La mayor parte del vino que se elabora en Navarra todavía se destina a un consumo temprano, como vinos sin crianza. La uva tinta destinada a los tradicionales rosados, en su mayoría Garnacha, se macera de 2 a 8 horas hasta conseguir la intensidad y tonalidad colorante deseada, para posteriormente obtener por sangrado, es decir, por gravedad sin intervención de medios mecánicos, los mostos de lágrima que serán sometidos a fermentación con temperaturas de 18 a 20º C.

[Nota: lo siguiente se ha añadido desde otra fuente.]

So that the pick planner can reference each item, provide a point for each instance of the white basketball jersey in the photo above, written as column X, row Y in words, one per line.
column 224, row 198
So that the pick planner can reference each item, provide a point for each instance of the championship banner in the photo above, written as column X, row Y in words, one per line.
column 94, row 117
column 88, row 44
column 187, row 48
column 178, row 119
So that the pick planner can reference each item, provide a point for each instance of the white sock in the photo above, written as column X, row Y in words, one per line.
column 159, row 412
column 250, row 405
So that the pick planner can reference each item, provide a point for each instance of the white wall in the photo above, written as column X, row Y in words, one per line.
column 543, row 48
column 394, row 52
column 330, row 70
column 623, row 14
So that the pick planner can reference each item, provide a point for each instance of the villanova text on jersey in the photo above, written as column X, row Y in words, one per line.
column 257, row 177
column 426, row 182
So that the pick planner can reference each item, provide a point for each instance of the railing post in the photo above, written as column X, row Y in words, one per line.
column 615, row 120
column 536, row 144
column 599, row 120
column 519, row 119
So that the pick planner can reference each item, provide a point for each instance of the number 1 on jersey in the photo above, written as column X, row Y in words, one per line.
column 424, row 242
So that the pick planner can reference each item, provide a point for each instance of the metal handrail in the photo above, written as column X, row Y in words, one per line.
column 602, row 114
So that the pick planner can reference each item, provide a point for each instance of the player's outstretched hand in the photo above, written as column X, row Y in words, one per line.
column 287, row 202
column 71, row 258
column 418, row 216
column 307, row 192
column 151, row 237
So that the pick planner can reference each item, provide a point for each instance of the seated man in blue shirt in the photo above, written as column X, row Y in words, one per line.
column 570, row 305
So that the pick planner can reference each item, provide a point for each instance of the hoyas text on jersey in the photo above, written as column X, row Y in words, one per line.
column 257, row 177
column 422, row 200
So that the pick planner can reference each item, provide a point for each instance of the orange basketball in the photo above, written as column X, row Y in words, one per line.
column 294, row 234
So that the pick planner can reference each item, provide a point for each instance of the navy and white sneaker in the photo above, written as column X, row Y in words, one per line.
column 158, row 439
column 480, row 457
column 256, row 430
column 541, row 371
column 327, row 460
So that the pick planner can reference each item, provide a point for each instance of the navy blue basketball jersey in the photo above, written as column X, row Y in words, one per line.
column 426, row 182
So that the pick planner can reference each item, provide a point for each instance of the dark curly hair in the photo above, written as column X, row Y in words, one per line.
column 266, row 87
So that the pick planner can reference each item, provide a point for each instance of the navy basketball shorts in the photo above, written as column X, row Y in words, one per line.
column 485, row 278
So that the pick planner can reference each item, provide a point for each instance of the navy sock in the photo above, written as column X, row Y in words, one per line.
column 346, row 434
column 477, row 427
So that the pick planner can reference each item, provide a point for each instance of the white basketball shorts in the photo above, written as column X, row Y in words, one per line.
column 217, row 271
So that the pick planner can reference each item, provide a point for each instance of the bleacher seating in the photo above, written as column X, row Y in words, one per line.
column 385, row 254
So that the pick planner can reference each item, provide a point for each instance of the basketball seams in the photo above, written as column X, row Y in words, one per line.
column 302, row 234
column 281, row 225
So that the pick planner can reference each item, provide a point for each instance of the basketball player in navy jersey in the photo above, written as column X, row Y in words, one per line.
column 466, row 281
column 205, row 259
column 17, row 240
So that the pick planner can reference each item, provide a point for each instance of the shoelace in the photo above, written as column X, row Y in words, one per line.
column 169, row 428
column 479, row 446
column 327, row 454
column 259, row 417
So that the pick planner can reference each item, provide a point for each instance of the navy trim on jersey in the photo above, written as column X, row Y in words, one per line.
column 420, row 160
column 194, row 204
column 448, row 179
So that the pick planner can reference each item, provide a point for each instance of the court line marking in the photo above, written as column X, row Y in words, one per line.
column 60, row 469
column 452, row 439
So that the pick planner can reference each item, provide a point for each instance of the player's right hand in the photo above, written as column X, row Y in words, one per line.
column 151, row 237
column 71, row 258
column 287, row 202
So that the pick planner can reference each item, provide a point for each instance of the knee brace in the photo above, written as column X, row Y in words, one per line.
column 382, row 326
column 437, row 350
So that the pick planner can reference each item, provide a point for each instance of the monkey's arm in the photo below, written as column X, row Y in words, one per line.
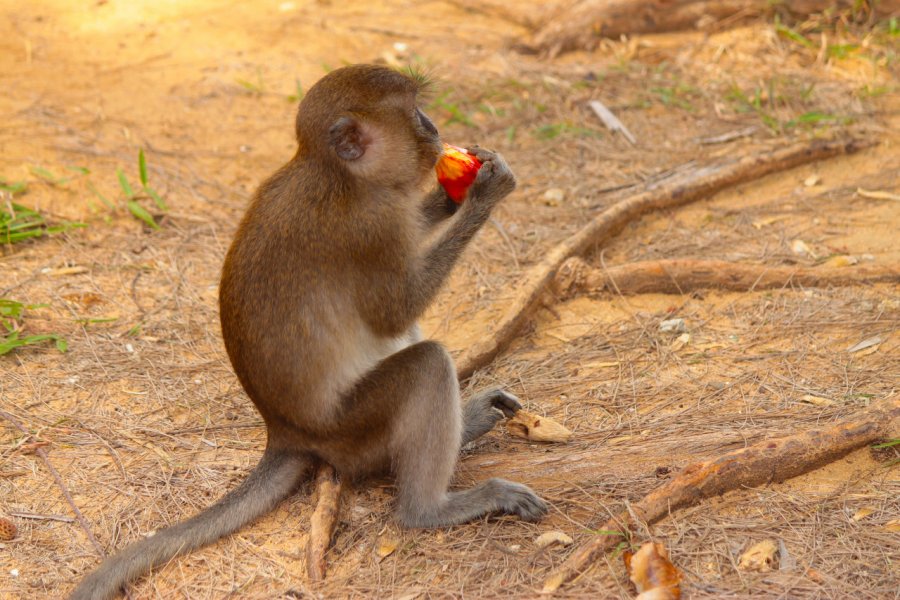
column 437, row 207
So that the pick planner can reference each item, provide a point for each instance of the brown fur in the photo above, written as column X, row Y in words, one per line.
column 320, row 292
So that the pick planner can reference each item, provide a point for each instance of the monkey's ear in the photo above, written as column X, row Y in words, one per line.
column 348, row 138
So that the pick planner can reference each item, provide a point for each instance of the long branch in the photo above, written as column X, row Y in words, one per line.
column 680, row 276
column 694, row 185
column 60, row 483
column 768, row 461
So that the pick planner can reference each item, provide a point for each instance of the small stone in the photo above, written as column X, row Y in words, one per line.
column 672, row 326
column 553, row 197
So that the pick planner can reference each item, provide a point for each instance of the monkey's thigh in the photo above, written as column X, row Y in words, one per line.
column 405, row 412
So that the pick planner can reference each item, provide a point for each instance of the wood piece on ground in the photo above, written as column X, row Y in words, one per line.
column 323, row 520
column 611, row 121
column 60, row 484
column 682, row 276
column 728, row 136
column 681, row 189
column 765, row 462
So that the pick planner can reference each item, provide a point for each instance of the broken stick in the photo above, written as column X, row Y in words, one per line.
column 323, row 520
column 681, row 276
column 676, row 191
column 768, row 461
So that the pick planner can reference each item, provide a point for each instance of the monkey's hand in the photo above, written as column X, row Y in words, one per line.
column 495, row 180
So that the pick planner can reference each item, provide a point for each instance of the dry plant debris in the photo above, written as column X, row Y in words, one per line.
column 759, row 557
column 537, row 428
column 652, row 573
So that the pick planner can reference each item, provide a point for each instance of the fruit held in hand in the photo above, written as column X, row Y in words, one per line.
column 456, row 170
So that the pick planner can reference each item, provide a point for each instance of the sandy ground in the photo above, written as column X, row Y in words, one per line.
column 147, row 424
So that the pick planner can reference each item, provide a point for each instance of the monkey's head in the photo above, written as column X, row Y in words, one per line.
column 365, row 119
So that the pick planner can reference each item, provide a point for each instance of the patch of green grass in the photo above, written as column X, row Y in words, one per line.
column 19, row 223
column 792, row 34
column 11, row 313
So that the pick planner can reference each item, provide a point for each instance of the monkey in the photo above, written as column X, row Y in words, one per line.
column 338, row 254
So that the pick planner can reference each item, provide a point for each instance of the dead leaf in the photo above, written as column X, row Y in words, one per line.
column 653, row 575
column 877, row 194
column 800, row 247
column 552, row 537
column 681, row 341
column 759, row 557
column 760, row 223
column 841, row 261
column 867, row 343
column 862, row 513
column 817, row 400
column 387, row 544
column 539, row 429
column 67, row 271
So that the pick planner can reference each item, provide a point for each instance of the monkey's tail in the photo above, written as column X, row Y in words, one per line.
column 274, row 478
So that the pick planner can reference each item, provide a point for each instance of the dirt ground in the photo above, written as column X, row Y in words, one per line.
column 147, row 424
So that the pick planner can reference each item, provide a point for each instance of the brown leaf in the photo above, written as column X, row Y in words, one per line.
column 759, row 557
column 653, row 575
column 552, row 537
column 539, row 429
column 386, row 546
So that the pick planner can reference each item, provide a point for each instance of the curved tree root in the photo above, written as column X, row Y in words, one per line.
column 694, row 185
column 681, row 276
column 323, row 520
column 768, row 461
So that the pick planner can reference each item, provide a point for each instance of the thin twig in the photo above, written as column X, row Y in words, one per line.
column 60, row 483
column 768, row 461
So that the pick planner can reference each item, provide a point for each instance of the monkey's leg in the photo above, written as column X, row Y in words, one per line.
column 484, row 410
column 418, row 388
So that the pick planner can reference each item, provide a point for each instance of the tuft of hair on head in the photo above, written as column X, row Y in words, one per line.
column 422, row 77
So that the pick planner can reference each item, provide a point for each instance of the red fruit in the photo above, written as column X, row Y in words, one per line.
column 456, row 170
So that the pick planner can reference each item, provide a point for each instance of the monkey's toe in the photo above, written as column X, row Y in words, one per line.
column 505, row 402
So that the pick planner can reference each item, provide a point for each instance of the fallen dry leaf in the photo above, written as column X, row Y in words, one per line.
column 812, row 180
column 817, row 400
column 552, row 537
column 539, row 429
column 759, row 557
column 800, row 247
column 386, row 546
column 653, row 575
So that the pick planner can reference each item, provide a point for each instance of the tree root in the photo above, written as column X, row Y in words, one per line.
column 323, row 520
column 681, row 276
column 693, row 185
column 768, row 461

Los vinos blancos se elaboran, normalmente, mediante la fermentación de los mostos en ausencia de los hollejos (la piel). Aún así, en la actualidad se está experimentando la realización de breves contactos antes de iniciar la fermentación para aumentar los aromas primarios.

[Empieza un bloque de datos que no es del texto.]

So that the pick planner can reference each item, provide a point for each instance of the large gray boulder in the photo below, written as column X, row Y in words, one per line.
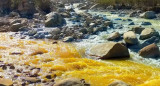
column 148, row 15
column 109, row 50
column 150, row 51
column 54, row 20
column 130, row 37
column 148, row 33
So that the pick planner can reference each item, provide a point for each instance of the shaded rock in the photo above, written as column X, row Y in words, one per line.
column 150, row 51
column 130, row 37
column 15, row 27
column 148, row 15
column 14, row 14
column 71, row 82
column 118, row 83
column 113, row 36
column 147, row 33
column 146, row 23
column 5, row 82
column 54, row 20
column 137, row 30
column 31, row 79
column 68, row 39
column 109, row 50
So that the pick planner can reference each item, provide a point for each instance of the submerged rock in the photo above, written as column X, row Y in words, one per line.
column 5, row 82
column 72, row 82
column 113, row 36
column 130, row 37
column 150, row 51
column 109, row 50
column 118, row 83
column 138, row 30
column 148, row 33
column 54, row 20
column 148, row 15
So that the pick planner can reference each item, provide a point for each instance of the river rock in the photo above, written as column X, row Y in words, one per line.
column 150, row 51
column 71, row 82
column 148, row 15
column 16, row 27
column 14, row 14
column 147, row 33
column 113, row 36
column 138, row 29
column 54, row 19
column 109, row 50
column 5, row 82
column 130, row 38
column 118, row 83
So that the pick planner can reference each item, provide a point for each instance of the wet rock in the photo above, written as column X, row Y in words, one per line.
column 148, row 33
column 113, row 36
column 109, row 50
column 150, row 51
column 54, row 20
column 132, row 23
column 148, row 15
column 137, row 30
column 5, row 82
column 146, row 23
column 31, row 79
column 71, row 82
column 15, row 27
column 133, row 14
column 118, row 83
column 14, row 14
column 108, row 23
column 130, row 38
column 68, row 39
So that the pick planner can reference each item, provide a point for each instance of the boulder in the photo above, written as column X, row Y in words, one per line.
column 113, row 36
column 118, row 83
column 137, row 30
column 150, row 51
column 148, row 15
column 109, row 50
column 72, row 82
column 26, row 8
column 14, row 14
column 5, row 82
column 16, row 27
column 130, row 38
column 146, row 23
column 148, row 33
column 54, row 20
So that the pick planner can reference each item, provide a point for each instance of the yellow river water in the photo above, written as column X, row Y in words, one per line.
column 64, row 61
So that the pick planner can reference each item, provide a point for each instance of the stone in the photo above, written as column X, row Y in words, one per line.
column 118, row 83
column 109, row 50
column 31, row 79
column 54, row 20
column 138, row 29
column 113, row 36
column 148, row 33
column 130, row 38
column 5, row 82
column 68, row 39
column 15, row 27
column 148, row 15
column 72, row 82
column 150, row 51
column 146, row 23
column 14, row 14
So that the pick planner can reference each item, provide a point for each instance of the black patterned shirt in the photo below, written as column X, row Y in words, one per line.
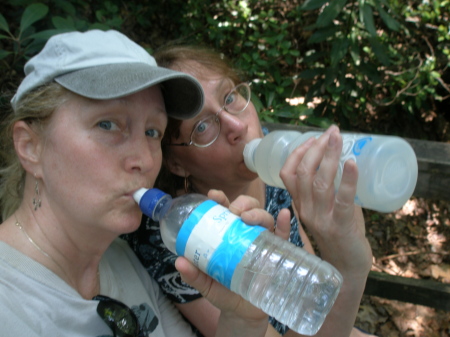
column 146, row 242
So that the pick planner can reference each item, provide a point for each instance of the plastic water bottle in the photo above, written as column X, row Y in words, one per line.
column 283, row 280
column 387, row 165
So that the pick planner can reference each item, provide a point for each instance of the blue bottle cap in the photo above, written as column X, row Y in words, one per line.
column 149, row 200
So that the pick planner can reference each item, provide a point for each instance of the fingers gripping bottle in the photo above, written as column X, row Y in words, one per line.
column 387, row 165
column 283, row 280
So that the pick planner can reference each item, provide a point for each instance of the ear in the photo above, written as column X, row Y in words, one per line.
column 27, row 145
column 176, row 168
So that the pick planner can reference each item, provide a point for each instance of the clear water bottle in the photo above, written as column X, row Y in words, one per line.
column 387, row 165
column 283, row 280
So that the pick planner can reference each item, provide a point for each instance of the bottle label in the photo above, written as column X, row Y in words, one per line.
column 215, row 240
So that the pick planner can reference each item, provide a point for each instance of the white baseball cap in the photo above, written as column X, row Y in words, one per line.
column 105, row 65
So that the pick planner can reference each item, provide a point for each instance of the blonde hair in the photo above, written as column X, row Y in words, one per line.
column 36, row 109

Los tintos experimentan una completa fermentación durante un período de 12 a 16 días a temperaturas de 25-30ºC y con las uvas en total contacto con el hollejo.
Los vinos de Crianza y Reserva, están experimentando un considerable auge en los últimos años. Si hasta hace muy poco, solamente algunas de las más antiguas bodegas elaboraban vinos envejecidos en roble con una calidad superior, hoy día están aumentando en proporción al incremento de la plantación de uvas como Tempranillo, Merlot y Carbernet Sauvignon. Los vinos destinados al envejecimiento experimentan una completa fermentación maloláctica. Las normas sobre envejecimiento que rigen a los vinos de Navarra establecen que los barriles de roble no deben superar los 350 litros de capacidad, aunque la mayoría de las bodegas utilizan la tradicional barrica de 225 litros, recipiente que únicamente pueden utilizarse durante nueve años.
Los vinos dulces naturales procedentes de la uva Moscatel, a los que se agrega alcohol durante la fermentación, también pueden ser envejecidos. Deben pasar al menos 18 meses de los dos años mínimos permitidos en barriles de roble. La capacidad de los barriles pueden alcanzar los 650 litros.